Jennyism

Mindful Eating for Children

I worked at the Contra Costa Child Care Council for my community nutrition rotation, and got to write a full newsletter (articles, recipes and all!)

The topic for my lead article was mindful eating for children, and you can read it in full below.

Mindful eating can help children eat healthier. Being mindful means being aware of yourself and your surroundings without judgment. This means acknowledging that how you are feeling (happy, sad, or angry) without deciding if how you are feeling is right or wrong.

A simple way to be more mindful when eating is to eat slowly. Eat with your all your senses. This is a good opportunity to teach children new words to describe sight, taste, smell, and touch. “Is that food crunchy or soft?” “Does it taste sweet, salty, bitter, or sour?” “Does it feel spongy? Fluffy? Hard?”

  • Having children eat slowly can be challenging. Try turning it into a game. Introduce eating with chopsticks as a fun way to slow down eating and have children practice their motor skills. Have a jar of conversation starters, such as “what is your favorite color?” or “if you could be any animal, what would you be and why?”

Eating slowly will help children notice flavors they might have missed, and children will be able to better recognize when they are starting to get full.

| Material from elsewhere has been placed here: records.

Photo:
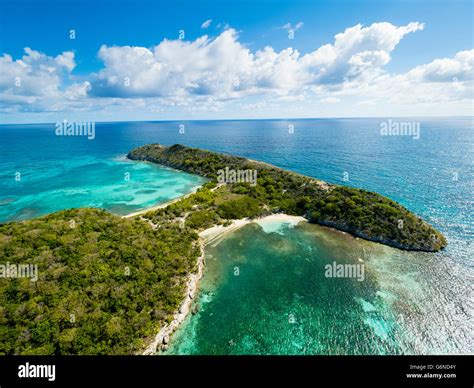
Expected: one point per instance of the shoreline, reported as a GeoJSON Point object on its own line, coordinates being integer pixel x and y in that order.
{"type": "Point", "coordinates": [208, 236]}
{"type": "Point", "coordinates": [162, 205]}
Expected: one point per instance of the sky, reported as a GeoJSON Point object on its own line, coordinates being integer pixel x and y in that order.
{"type": "Point", "coordinates": [122, 60]}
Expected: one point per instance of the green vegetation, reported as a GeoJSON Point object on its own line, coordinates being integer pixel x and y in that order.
{"type": "Point", "coordinates": [359, 212]}
{"type": "Point", "coordinates": [105, 283]}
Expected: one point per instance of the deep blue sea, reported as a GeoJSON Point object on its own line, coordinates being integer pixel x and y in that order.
{"type": "Point", "coordinates": [433, 176]}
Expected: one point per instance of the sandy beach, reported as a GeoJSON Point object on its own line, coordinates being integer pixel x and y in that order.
{"type": "Point", "coordinates": [206, 237]}
{"type": "Point", "coordinates": [162, 205]}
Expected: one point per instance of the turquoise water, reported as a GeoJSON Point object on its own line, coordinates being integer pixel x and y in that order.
{"type": "Point", "coordinates": [55, 178]}
{"type": "Point", "coordinates": [265, 292]}
{"type": "Point", "coordinates": [422, 301]}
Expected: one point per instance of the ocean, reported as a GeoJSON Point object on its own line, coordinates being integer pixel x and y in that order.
{"type": "Point", "coordinates": [416, 303]}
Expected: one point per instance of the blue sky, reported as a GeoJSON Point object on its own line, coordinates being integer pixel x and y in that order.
{"type": "Point", "coordinates": [84, 75]}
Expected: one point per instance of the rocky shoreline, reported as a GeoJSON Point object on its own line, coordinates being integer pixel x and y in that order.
{"type": "Point", "coordinates": [161, 340]}
{"type": "Point", "coordinates": [206, 237]}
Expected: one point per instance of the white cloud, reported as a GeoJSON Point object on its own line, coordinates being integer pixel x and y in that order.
{"type": "Point", "coordinates": [206, 24]}
{"type": "Point", "coordinates": [208, 74]}
{"type": "Point", "coordinates": [330, 100]}
{"type": "Point", "coordinates": [288, 25]}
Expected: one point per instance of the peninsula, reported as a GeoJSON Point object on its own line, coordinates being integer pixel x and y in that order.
{"type": "Point", "coordinates": [108, 284]}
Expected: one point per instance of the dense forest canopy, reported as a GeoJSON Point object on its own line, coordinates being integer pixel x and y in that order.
{"type": "Point", "coordinates": [107, 284]}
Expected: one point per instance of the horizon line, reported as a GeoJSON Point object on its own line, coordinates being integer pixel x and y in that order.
{"type": "Point", "coordinates": [245, 119]}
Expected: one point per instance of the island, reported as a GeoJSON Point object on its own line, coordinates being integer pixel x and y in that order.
{"type": "Point", "coordinates": [108, 284]}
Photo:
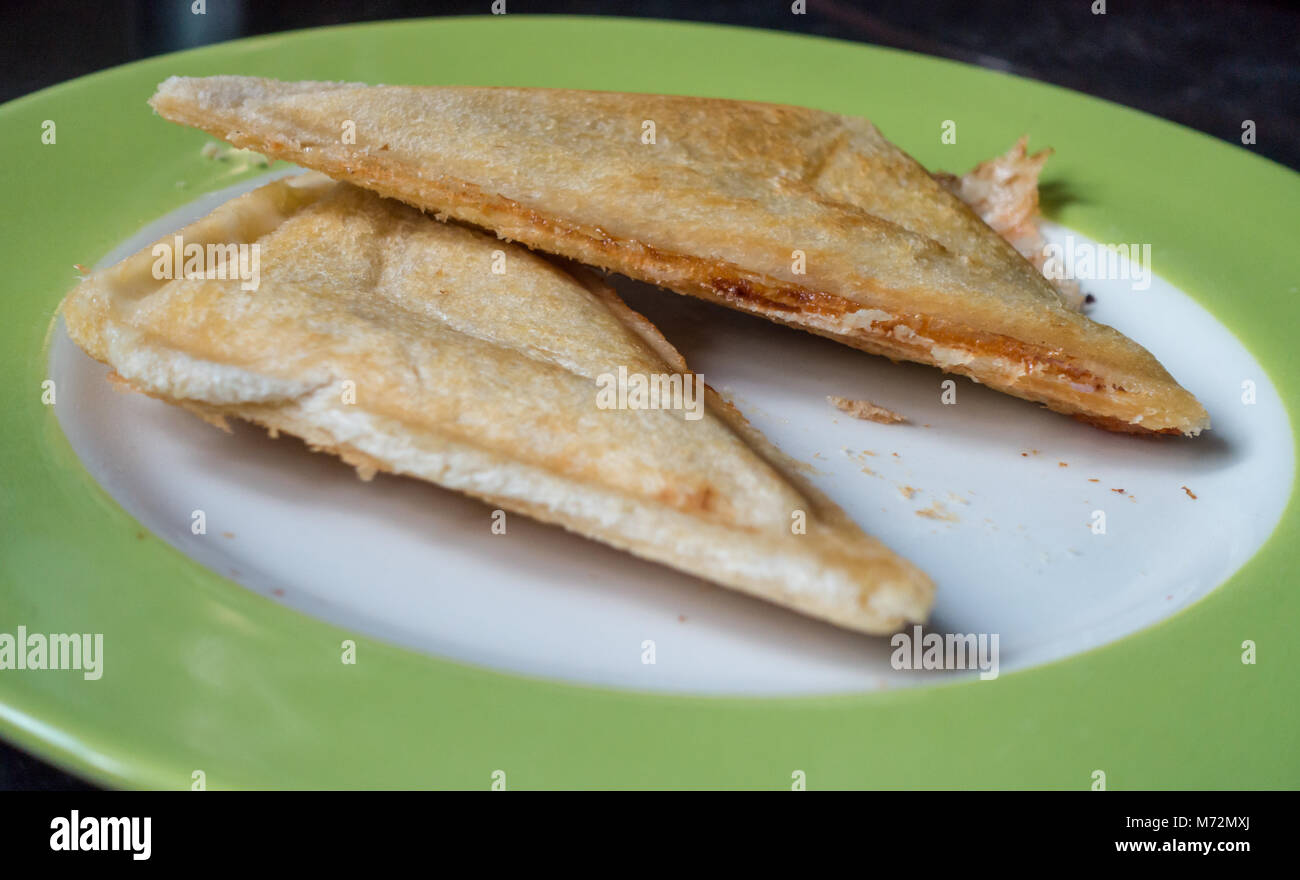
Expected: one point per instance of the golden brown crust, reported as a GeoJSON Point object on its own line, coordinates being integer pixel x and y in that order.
{"type": "Point", "coordinates": [481, 382]}
{"type": "Point", "coordinates": [716, 208]}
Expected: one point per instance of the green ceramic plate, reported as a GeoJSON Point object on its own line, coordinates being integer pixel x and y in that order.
{"type": "Point", "coordinates": [204, 675]}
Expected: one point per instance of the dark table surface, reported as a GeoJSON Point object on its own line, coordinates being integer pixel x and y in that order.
{"type": "Point", "coordinates": [1208, 65]}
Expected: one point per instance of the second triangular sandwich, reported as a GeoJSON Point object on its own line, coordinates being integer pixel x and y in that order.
{"type": "Point", "coordinates": [430, 350]}
{"type": "Point", "coordinates": [805, 217]}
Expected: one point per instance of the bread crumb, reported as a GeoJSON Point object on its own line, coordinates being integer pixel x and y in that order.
{"type": "Point", "coordinates": [937, 511]}
{"type": "Point", "coordinates": [866, 410]}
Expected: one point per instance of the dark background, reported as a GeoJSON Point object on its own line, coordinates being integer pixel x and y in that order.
{"type": "Point", "coordinates": [1207, 65]}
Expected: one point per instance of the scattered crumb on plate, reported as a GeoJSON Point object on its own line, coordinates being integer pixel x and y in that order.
{"type": "Point", "coordinates": [937, 511]}
{"type": "Point", "coordinates": [866, 410]}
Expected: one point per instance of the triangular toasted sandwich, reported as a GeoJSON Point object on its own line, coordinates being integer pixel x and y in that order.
{"type": "Point", "coordinates": [411, 346]}
{"type": "Point", "coordinates": [805, 217]}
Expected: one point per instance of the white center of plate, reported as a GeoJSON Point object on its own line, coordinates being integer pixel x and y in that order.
{"type": "Point", "coordinates": [993, 497]}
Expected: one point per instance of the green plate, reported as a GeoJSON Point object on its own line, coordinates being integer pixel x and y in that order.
{"type": "Point", "coordinates": [200, 673]}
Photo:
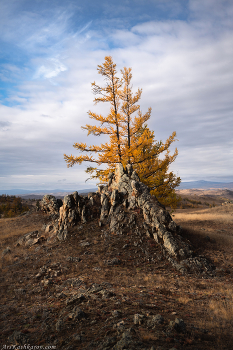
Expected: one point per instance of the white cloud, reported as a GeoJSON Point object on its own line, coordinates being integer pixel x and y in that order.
{"type": "Point", "coordinates": [185, 70]}
{"type": "Point", "coordinates": [51, 69]}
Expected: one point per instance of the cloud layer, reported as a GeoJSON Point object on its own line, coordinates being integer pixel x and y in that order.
{"type": "Point", "coordinates": [181, 54]}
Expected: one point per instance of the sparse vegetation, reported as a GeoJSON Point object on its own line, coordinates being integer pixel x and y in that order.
{"type": "Point", "coordinates": [11, 206]}
{"type": "Point", "coordinates": [141, 285]}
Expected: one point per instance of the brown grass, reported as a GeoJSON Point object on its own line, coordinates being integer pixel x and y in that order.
{"type": "Point", "coordinates": [140, 286]}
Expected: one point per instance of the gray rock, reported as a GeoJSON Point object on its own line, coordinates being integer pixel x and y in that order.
{"type": "Point", "coordinates": [138, 319]}
{"type": "Point", "coordinates": [59, 325]}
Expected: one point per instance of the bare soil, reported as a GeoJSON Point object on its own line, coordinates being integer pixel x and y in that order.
{"type": "Point", "coordinates": [142, 282]}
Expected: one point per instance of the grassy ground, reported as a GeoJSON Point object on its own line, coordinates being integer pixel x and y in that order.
{"type": "Point", "coordinates": [142, 283]}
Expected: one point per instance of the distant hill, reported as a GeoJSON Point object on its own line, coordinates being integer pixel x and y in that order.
{"type": "Point", "coordinates": [37, 194]}
{"type": "Point", "coordinates": [204, 185]}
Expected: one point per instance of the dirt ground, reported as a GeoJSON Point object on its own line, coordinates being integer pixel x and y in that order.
{"type": "Point", "coordinates": [119, 276]}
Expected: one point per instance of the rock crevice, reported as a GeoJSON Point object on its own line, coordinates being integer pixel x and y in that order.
{"type": "Point", "coordinates": [126, 204]}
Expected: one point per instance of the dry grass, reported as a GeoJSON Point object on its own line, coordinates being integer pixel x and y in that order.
{"type": "Point", "coordinates": [139, 286]}
{"type": "Point", "coordinates": [221, 214]}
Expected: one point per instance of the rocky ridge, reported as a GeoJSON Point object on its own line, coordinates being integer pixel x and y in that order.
{"type": "Point", "coordinates": [125, 204]}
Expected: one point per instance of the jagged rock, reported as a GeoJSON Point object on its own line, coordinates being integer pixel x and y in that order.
{"type": "Point", "coordinates": [138, 319]}
{"type": "Point", "coordinates": [121, 205]}
{"type": "Point", "coordinates": [6, 251]}
{"type": "Point", "coordinates": [178, 325]}
{"type": "Point", "coordinates": [18, 338]}
{"type": "Point", "coordinates": [30, 239]}
{"type": "Point", "coordinates": [49, 204]}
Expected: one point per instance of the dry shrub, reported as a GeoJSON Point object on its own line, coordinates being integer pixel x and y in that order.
{"type": "Point", "coordinates": [184, 299]}
{"type": "Point", "coordinates": [214, 214]}
{"type": "Point", "coordinates": [222, 309]}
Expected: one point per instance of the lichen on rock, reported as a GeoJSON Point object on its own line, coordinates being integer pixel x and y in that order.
{"type": "Point", "coordinates": [119, 205]}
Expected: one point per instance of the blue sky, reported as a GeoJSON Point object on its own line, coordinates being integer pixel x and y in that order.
{"type": "Point", "coordinates": [181, 55]}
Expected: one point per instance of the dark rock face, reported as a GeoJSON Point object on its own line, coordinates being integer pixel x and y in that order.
{"type": "Point", "coordinates": [119, 206]}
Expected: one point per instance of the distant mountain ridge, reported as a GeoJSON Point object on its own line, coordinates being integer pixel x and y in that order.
{"type": "Point", "coordinates": [55, 192]}
{"type": "Point", "coordinates": [202, 184]}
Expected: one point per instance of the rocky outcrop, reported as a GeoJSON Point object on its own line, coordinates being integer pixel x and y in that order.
{"type": "Point", "coordinates": [124, 205]}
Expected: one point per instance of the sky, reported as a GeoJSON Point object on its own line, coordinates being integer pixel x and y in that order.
{"type": "Point", "coordinates": [181, 55]}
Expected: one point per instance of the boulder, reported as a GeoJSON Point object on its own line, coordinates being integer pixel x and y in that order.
{"type": "Point", "coordinates": [123, 205]}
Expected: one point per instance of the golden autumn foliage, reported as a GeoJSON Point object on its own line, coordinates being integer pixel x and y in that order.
{"type": "Point", "coordinates": [130, 139]}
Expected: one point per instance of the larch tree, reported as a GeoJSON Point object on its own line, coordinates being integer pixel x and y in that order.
{"type": "Point", "coordinates": [130, 139]}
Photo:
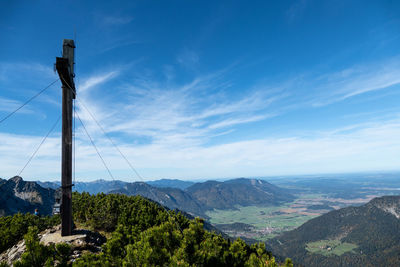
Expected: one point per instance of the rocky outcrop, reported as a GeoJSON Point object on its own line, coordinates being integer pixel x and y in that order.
{"type": "Point", "coordinates": [81, 241]}
{"type": "Point", "coordinates": [17, 195]}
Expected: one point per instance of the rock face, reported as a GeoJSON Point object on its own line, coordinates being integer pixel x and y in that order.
{"type": "Point", "coordinates": [17, 195]}
{"type": "Point", "coordinates": [81, 241]}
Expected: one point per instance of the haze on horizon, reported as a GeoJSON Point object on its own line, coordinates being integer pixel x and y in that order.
{"type": "Point", "coordinates": [215, 90]}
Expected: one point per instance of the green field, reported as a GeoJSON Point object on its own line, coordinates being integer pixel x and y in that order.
{"type": "Point", "coordinates": [330, 247]}
{"type": "Point", "coordinates": [268, 221]}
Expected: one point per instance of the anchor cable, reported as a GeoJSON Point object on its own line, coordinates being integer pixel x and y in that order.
{"type": "Point", "coordinates": [41, 143]}
{"type": "Point", "coordinates": [94, 145]}
{"type": "Point", "coordinates": [29, 100]}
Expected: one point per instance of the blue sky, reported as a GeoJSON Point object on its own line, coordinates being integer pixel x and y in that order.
{"type": "Point", "coordinates": [209, 89]}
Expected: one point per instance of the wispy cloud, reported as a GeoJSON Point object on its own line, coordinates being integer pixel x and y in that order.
{"type": "Point", "coordinates": [364, 148]}
{"type": "Point", "coordinates": [117, 20]}
{"type": "Point", "coordinates": [97, 79]}
{"type": "Point", "coordinates": [296, 10]}
{"type": "Point", "coordinates": [188, 58]}
{"type": "Point", "coordinates": [319, 90]}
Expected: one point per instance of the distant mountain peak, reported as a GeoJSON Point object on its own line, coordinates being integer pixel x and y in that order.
{"type": "Point", "coordinates": [16, 179]}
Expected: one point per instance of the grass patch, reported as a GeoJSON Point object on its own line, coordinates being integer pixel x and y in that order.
{"type": "Point", "coordinates": [268, 220]}
{"type": "Point", "coordinates": [330, 247]}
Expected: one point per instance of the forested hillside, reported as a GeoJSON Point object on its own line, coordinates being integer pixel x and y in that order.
{"type": "Point", "coordinates": [368, 235]}
{"type": "Point", "coordinates": [141, 233]}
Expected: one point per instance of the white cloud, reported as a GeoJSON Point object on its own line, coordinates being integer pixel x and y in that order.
{"type": "Point", "coordinates": [95, 80]}
{"type": "Point", "coordinates": [354, 81]}
{"type": "Point", "coordinates": [374, 147]}
{"type": "Point", "coordinates": [117, 20]}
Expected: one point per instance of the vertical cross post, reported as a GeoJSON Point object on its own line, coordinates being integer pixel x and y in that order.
{"type": "Point", "coordinates": [65, 69]}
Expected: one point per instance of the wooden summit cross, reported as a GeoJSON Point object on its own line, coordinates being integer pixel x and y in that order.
{"type": "Point", "coordinates": [65, 70]}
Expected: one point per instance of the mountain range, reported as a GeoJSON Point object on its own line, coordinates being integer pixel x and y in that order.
{"type": "Point", "coordinates": [201, 197]}
{"type": "Point", "coordinates": [368, 235]}
{"type": "Point", "coordinates": [193, 198]}
{"type": "Point", "coordinates": [17, 195]}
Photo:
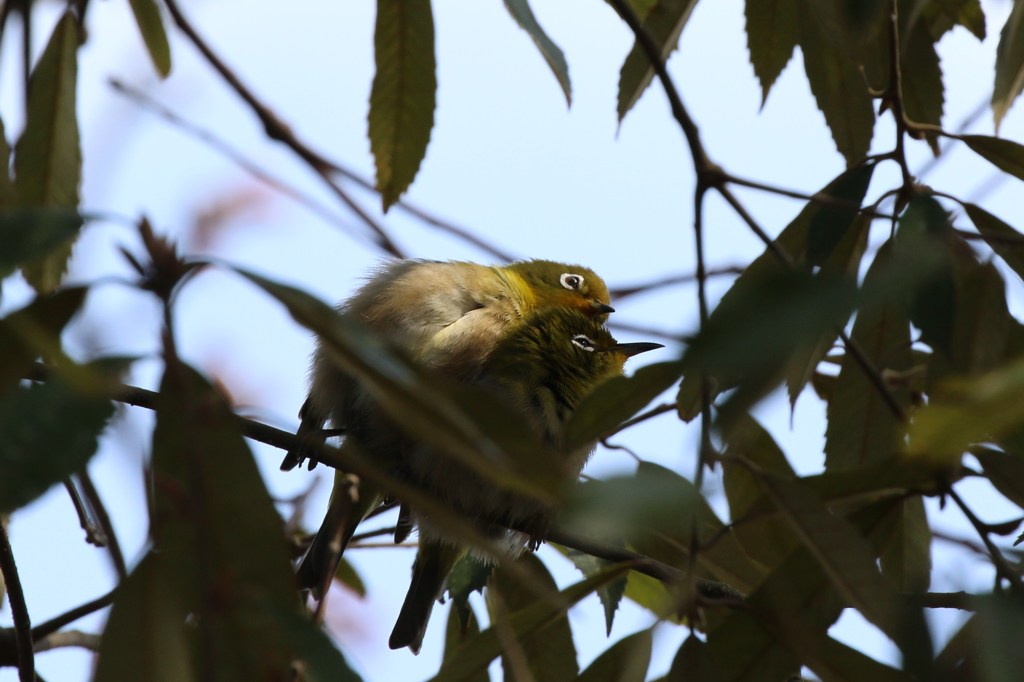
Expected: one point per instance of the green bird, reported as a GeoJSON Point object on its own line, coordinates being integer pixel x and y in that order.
{"type": "Point", "coordinates": [543, 369]}
{"type": "Point", "coordinates": [446, 315]}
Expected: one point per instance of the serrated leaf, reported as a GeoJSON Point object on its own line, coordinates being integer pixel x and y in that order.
{"type": "Point", "coordinates": [1001, 236]}
{"type": "Point", "coordinates": [523, 15]}
{"type": "Point", "coordinates": [50, 431]}
{"type": "Point", "coordinates": [665, 23]}
{"type": "Point", "coordinates": [1009, 66]}
{"type": "Point", "coordinates": [477, 652]}
{"type": "Point", "coordinates": [47, 157]}
{"type": "Point", "coordinates": [1005, 471]}
{"type": "Point", "coordinates": [546, 653]}
{"type": "Point", "coordinates": [30, 233]}
{"type": "Point", "coordinates": [861, 427]}
{"type": "Point", "coordinates": [151, 26]}
{"type": "Point", "coordinates": [403, 92]}
{"type": "Point", "coordinates": [224, 545]}
{"type": "Point", "coordinates": [626, 661]}
{"type": "Point", "coordinates": [1004, 154]}
{"type": "Point", "coordinates": [617, 399]}
{"type": "Point", "coordinates": [906, 559]}
{"type": "Point", "coordinates": [771, 36]}
{"type": "Point", "coordinates": [460, 422]}
{"type": "Point", "coordinates": [836, 81]}
{"type": "Point", "coordinates": [611, 594]}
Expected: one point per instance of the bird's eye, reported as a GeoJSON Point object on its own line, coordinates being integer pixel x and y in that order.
{"type": "Point", "coordinates": [584, 342]}
{"type": "Point", "coordinates": [571, 281]}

It is important to give your full attention to the food, and ask yourself why you are eating. The main reason we eat is because we are physically hungry, but there are other reasons why people might eat. Some people eat when they are “emotionally hungry”. For example, sometimes people eat because they are sad, stressed, angry, or lonely. When a child is seeking food just after eating, or eating without being physically hungry, this may be a sign that the child is using food to deal with stress or other emotions.

  • Listen to your child without judgment as he or she explores these feelings.
  • Teach children to use food to satisfy the physical hunger. Remind children that eating can only solve the problem of hunger.
  • Teach children to find non-food solutions to satisfy the emotional hunger, and manage stress.

Children should learn to eat when they are hungry and stop when they full. Learning to become aware of your body’s hunger and fullness cues is one of the main principles of mindful eating. Ignoring or overwhelming a child’s feeding cues can have long term consequences with regard to a child’s nutritional status, food regulation, and feelings about themselves and others.

  • Allow infants to start and end feedings. Do not poke a bottle or spoon into a child’s mouth. Hungry infants open their mouths to readily accept nourishment when they are hungry.
  • Allow children to serve themselves (family style), and do not force children to eat all the food on their plates.

When children slow down, and have the ability to control the amount of food they eat, they will learn to recognize their body’s hunger and fullness cues. Some children may have a hard time finding a comfortable level of fullness.

  • Ask children to check in with their fullness while they are eating. If they are not sure if they are full yet, have them wait 5 minutes and check in again.

It takes the stomach time to tell the brain how full it really is.

Sometimes children will mindlessly eat when there are too many distractions (examples: TV, computers, etc). Turn these off during mealtimes. Use mealtime as a time to have calm conversations, teach manners, and be a positive, healthy role model.

It can be frustrating for parents and childcare providers when a child does not like a food. It is important for adults to acknowledge the child’s responses to foods without judgment. Do not shame or make a child feel guilty when he or she does not like a food. Remember that each person’s experience with food is unique. A child might not like the food this time, but do not be afraid to continue to offer the food. It may take 10-15 or more exposures to a food before it is accepted… or not. There are no known negative nutritional implications of “picky eating” or “food jags”, but food battles can spoil the nurturing experience of mealtime.

To summarize the principles of mindful eating:

  • Give your full attention to the food from its preparation to consumption.
  • Choose to eat food that is both pleasing to you and nourishing to your body.
  • Learn to be aware of your body to guide your decision to begin eating and to stop eating.
  • Acknowledge responses to food (likes, dislikes) without judgment.